Последняя французская командировка состоялась совсем недавно – в самом конце девятнадцатого и начале двадцатого века и была представлена 4 картинами. Жил тогда он в самом Париже, совсем рядом с Сакре-Кёр. В сотне метров. Тот Всемогущий, кто вел его, решил избежать любых ошибок Митиного, всего лишь человеческого, восприятия и на двух картинах, технически выполненных абсолютно различно (цветной тушью и маслом), в абсолютно идентичном ракурсе показал, в сущности, продублировал, небольшую площадь в прямой видимости Сакре-Кёр. Нет предела могуществу Неба! Эти картины Митя приобрел на различных флимаркетах с интервалом в несколько лет. Первая – в виде жалкого листка, пришпиленного металлической скрепкой к куску грязного картона, валялась прямо на земле. Вторая в плохонькой раме – скромно и незаметно стояла у какого-то ящика с хламом и увидел он её совершенно, как ему показалось тогда, случайно – так вот ненавязчиво и было всё это Сделано! Но сегодня, наконец, он мог оценить эту филигранную, многоходовую, операцию, глубиной в тысячи лет…! На обоих картинах были изображены одни и те же два дома с магазинами внизу. Митя вспомнил: больший – был домом родителей, меньший – их с женой. На первой картине был день, на второй дело шло к вечеру и витрины магазинов были ярко освещены. В обоих случаях на этом фоне находилась одна и та же пара ладных тридцати-сорокалетних людей. Он в строгом, дорогом и, видимо, тонком и лёгком пальто, она – в крохотной шапочке на пышных волосах, в белой блузочке со стоячим воротничком и свободными слегка расклешенными рукавами, в плотно облегающей юбке, не особенно скрывающей чудесные, длинные и такие родные ноги… Митя побелел и заплакал. Он давно забыл, как это делается, и странно для самого себя у него заклокотало в горле и он, совсем по-детски, закрыл лицо руками… Так вот в последний раз он и увидел её – самую любимую из своих жен за последние несколько тысяч лет и рядом с ней себя…
По меньшей мере, две жизни он прожил в Италии. Одну – совсем недавно, один-два века назад. Выяснилось это совсем неожиданно. Во время дня рождения жены её дальний американский родственник, человек удивительных знаний и интеллекта, поднял глаза на одну из картин и вдруг сказал по-английски: «Я знаю это место, я был там. Это ведь Низанский рынок». Вторая жизнь проходила в каком-то из больших приморских городов гораздо раньше. Буквально неделю назад он обратил внимание на бросовый развал, прямо на асфальте, плохоньких картин-поделок в копеечных рамках на флимаркете, совсем близко расположенным от его дома. На одну из них, совсем крошечную, он бросил взгляд совершенно случайно. За неё была запрошена и уплачена космическая сумма в шесть долларов.
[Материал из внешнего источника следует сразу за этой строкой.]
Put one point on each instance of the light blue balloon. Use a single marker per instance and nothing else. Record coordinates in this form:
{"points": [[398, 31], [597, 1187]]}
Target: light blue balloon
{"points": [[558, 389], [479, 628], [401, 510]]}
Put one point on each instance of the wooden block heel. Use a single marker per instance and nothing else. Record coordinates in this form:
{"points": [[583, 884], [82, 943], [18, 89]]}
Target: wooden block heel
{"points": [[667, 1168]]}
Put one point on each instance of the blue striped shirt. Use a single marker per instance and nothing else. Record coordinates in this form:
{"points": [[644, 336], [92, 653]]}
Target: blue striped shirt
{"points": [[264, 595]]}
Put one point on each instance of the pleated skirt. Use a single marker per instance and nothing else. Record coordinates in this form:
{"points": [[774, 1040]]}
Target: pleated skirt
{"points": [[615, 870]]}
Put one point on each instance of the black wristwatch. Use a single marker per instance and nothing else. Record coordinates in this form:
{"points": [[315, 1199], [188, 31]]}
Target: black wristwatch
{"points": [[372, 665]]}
Когда дома он разглядел её, то ахнул – это была старая работа на древнем грубом холсте. Второй раз он ахнул сегодня, когда на переднем плане рассмотрел трех молодых людей Гамлетовских(!) времен в длинных высоких носках по колено, коротких брюках, плащах и продолговатых, сжатых с боков шляпах с пером, непринужденно гуляющих по набережной. Это был он и двое его родных братьев…
Ну и помотало тебя по свету, – думал Митя, – ну и побросало! Вот почему ты так не любишь экскурсий, путешествий, экспедиций, длительных поездок! Неудивительно – у тебя точно должна быть идиосинкразия к любому, более или менее длительному, перемещению в пространстве. Твоя Душа знавала их немало – ведь перемещалась она и в пространстве и во времени! Что сегодня может добавить к Её знанию моё грешное тело, перебрасываемое самолётами, машинами и поездами внутри одной жизни? Пожалуй, рядом с моей Душой и Вечный Жид – Агасфер имеет, по меньшей мере, вдвое меньший опыт и всего лишь одно-единственное тело… Вот, хотя бы… Митя встал с кресла и еще раз обошел обе комнаты своей квартирки, внимательно вглядываясь в каждое полотно и каждую деревянную гравюру. Вот, хотя бы, Тибет! Ведь не менее одной жизни он, заброшенный в крохотную еврейскую общину с остатками какого-то, давно утерянного израильского колена, прожил там. И странный рисунок дома на высокогорном заснеженном плато с громоздившимися над ним горами в удивительном и нереальном желтом воздухе или мареве подтверждал это, как и мама, милая родная мама, в черно-красной одежде, рядом с домом с дымящейся грубой… Где он только не был – в Индии, Китае, Канаде, Германии, Австро-Венгрии и, даже, несколько раз в Соединенных Штатах Америки, и в частности, прямо во времена первой железной дороги. На старинной картине, выполненной с документальной, почти фотографической точностью, он узнал всю свою семью тех лет – папу, маму и его самого маленького с ещё меньшей сестренкой, спешащих к отправлению поезда от открытой деревянной платформы. И кем только не был он. Извозчиком в Канаде. Учителем в крохотной, крытой огромными листьями, школе на островах Полинезии во времена расцвета колониализма. А однажды, и клоуном в бродячем цирке. Получалось, что прожил он пятьдесят(!) жизней и сейчас осиливал пятьдесят первую…
Как мальчик, привстаю на стременах.
Мне моего бессмертия довольно,
Чтоб кровь моя из века в век текла.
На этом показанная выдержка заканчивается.